そう告げるべきなのは分かっていた。だけど言えなかった。情熱と執着を一身に浴びているような疑似的な感覚を手放したくない自分が居た。
そのことに気付いている理性的な自分が「これはまずいぞ」と警鐘を鳴らしていた。それでもこの場から動きたくなかった。



恋人とするような口づけを友達同士でありながら交すようになったきっかけは、やはりエメットだった。

元々、生まれた地は違えど好きなものが酷似していた二人は、研修を通して知り合ってから急速に距離を縮め、ほんの数日で数年来の親友のような仲になっていた。
休憩中や終業後に暇を見つけては趣味のことについて語ったり情報交換をして、休日は積極的に合わせて、買い出しも兼ねてポケモングッズの店をひやかしに行ったり、気になっていた映画やミュージカルを見に行ったりした。
その親密さは兄たちをして「わたくしより彼との方がよほど双子のようではありませんか」と呆れさせるほどだった。

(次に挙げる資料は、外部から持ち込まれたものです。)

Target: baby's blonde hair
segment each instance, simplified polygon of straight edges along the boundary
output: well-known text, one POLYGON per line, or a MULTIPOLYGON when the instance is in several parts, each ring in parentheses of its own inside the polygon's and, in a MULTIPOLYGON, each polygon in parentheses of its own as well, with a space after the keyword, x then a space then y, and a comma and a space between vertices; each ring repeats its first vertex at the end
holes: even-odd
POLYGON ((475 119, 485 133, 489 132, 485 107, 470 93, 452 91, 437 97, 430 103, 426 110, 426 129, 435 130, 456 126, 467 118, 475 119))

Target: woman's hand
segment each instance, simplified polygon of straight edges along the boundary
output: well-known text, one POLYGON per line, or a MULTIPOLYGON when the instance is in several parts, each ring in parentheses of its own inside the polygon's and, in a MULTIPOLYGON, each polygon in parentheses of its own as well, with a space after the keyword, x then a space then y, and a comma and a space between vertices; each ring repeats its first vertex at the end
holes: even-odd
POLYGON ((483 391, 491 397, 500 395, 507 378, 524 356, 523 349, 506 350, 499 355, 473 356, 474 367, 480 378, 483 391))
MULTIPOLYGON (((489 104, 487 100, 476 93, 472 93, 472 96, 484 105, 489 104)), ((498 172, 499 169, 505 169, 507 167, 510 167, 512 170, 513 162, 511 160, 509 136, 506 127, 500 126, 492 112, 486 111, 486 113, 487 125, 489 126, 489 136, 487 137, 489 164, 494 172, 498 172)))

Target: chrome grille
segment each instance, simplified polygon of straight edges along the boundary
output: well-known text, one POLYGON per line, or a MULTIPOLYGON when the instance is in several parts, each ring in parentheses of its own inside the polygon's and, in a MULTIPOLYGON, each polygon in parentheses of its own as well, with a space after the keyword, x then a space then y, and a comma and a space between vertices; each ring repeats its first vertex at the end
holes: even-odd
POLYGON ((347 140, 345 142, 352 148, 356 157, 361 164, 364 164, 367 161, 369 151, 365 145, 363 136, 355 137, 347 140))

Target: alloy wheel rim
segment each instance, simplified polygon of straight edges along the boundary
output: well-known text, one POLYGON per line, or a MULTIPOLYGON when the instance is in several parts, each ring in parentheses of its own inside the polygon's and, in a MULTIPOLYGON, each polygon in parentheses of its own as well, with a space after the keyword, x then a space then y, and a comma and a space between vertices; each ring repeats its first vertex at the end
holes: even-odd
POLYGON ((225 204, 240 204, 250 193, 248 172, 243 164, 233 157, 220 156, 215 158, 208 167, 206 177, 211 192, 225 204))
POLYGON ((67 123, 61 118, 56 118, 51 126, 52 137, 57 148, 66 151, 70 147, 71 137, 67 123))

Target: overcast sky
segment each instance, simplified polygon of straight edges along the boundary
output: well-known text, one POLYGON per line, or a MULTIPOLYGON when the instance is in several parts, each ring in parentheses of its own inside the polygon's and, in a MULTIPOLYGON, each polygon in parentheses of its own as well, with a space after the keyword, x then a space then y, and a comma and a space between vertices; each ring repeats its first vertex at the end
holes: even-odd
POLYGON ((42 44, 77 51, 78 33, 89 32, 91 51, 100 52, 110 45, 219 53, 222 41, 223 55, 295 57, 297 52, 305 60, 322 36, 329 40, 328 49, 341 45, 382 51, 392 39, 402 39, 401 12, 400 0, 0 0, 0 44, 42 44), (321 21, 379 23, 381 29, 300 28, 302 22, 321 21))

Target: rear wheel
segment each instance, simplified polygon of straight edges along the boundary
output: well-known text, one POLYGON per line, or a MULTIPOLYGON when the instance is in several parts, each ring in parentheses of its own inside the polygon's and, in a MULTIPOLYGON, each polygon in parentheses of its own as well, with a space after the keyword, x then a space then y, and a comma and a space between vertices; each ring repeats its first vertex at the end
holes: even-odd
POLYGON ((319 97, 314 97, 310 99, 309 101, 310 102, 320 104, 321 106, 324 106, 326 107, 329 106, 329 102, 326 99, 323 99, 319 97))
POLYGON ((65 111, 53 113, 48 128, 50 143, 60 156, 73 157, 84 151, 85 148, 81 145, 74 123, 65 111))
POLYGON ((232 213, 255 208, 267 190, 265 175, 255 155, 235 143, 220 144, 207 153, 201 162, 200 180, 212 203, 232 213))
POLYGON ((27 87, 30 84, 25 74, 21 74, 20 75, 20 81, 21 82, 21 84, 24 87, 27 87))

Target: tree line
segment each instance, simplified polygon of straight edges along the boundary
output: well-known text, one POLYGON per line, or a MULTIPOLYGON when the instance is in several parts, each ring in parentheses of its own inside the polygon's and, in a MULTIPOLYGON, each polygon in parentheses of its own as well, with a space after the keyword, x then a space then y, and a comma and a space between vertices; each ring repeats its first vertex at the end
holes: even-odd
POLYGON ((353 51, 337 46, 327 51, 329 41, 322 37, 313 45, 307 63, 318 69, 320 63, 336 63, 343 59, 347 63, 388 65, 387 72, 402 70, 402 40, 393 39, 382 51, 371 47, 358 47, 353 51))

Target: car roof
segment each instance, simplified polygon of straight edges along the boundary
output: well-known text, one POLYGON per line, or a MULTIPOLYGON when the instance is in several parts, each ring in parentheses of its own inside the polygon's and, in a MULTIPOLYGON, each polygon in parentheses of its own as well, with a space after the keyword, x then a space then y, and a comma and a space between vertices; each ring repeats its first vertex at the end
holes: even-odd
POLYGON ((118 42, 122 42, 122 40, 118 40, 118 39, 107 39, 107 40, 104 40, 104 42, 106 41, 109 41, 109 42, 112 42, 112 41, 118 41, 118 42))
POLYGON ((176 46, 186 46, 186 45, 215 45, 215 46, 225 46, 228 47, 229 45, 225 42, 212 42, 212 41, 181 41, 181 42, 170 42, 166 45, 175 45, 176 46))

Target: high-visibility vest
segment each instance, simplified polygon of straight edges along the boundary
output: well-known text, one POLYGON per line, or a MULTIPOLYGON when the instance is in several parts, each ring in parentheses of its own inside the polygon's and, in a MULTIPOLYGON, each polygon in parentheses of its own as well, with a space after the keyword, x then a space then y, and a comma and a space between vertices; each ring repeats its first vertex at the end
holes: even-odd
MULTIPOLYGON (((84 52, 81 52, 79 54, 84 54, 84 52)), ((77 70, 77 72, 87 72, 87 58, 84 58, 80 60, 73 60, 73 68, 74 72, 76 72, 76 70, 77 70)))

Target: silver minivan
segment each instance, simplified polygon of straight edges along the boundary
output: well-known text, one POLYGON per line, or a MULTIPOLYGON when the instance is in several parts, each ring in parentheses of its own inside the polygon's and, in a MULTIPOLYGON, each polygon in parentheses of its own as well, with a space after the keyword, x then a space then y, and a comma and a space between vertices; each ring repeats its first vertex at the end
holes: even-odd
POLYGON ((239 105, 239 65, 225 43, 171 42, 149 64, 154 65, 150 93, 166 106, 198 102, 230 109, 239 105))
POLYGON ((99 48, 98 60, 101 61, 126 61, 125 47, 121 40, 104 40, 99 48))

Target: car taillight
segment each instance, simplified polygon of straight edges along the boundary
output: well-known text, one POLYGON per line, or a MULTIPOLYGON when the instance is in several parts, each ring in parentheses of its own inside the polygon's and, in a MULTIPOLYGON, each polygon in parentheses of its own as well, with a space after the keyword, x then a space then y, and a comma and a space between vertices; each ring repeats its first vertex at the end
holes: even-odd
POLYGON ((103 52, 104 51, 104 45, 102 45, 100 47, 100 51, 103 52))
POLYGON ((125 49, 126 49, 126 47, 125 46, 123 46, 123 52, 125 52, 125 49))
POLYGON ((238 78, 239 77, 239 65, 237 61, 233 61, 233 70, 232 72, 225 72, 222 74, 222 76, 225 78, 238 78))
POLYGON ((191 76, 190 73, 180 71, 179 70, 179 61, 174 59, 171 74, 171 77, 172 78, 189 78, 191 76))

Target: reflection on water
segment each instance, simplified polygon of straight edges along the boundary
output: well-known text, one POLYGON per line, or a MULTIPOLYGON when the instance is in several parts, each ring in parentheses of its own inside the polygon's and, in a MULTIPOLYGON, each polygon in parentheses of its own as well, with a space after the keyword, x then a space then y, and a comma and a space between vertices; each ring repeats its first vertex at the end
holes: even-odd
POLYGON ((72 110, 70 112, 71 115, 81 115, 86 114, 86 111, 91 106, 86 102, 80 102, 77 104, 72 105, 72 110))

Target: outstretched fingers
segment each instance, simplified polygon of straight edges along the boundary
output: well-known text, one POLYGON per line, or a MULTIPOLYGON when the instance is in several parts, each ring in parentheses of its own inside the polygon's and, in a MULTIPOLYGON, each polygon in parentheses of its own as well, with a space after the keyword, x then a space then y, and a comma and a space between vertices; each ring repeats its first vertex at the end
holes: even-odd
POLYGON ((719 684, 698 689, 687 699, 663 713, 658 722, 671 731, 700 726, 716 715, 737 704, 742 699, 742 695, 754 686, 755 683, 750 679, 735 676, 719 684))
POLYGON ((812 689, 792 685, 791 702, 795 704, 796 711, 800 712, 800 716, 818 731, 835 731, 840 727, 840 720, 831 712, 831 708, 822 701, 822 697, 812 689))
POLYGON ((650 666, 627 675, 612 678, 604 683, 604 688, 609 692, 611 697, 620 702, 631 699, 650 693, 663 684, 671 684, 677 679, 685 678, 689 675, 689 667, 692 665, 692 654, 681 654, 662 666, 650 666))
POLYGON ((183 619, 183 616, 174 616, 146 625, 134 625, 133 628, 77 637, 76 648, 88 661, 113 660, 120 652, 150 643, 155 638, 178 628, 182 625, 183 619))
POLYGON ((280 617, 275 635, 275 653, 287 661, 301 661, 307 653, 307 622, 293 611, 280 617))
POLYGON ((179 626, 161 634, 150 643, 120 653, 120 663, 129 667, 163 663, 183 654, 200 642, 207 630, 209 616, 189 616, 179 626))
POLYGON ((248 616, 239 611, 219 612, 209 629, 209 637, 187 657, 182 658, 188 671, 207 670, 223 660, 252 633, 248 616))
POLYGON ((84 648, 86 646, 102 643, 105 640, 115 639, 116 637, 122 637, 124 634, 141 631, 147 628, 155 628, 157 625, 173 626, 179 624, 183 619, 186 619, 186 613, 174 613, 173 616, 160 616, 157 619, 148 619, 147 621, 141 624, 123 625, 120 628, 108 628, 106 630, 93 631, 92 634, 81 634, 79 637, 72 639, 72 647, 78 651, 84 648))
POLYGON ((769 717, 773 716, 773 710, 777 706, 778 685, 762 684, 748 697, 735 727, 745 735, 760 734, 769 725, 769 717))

変化の発端は、自他ともに認める親友となってしばらくしたある日。クダリの部屋でポケモンたちのブラッシングを終えた頃だった。
「ねえクダリ」
「なーに」
「キスしていい?」
「……えっ?」
「だから、キスしていい?」
「いや、聞こえなかったわけじゃなくて。なんで」
問うてもエメットは曖昧に笑うだけだった。
「ちょっとだけだから」
「なんだよそれ」
なんか言い方が「さきっぽだけだから」って騙す男みたい、とは思ったが言うのはなんとなくやめた。男同士だというのに、エメットとキスする自分を思い描いても何故か違和感や嫌悪感は無かった。
「別に、いいけど」
「ほんと?」
消極的な合意を見せただけで彼は華やかななかんばせを子供のようにぱあっと輝かせ、クダリが身構える暇も与えずさっと距離を詰めた。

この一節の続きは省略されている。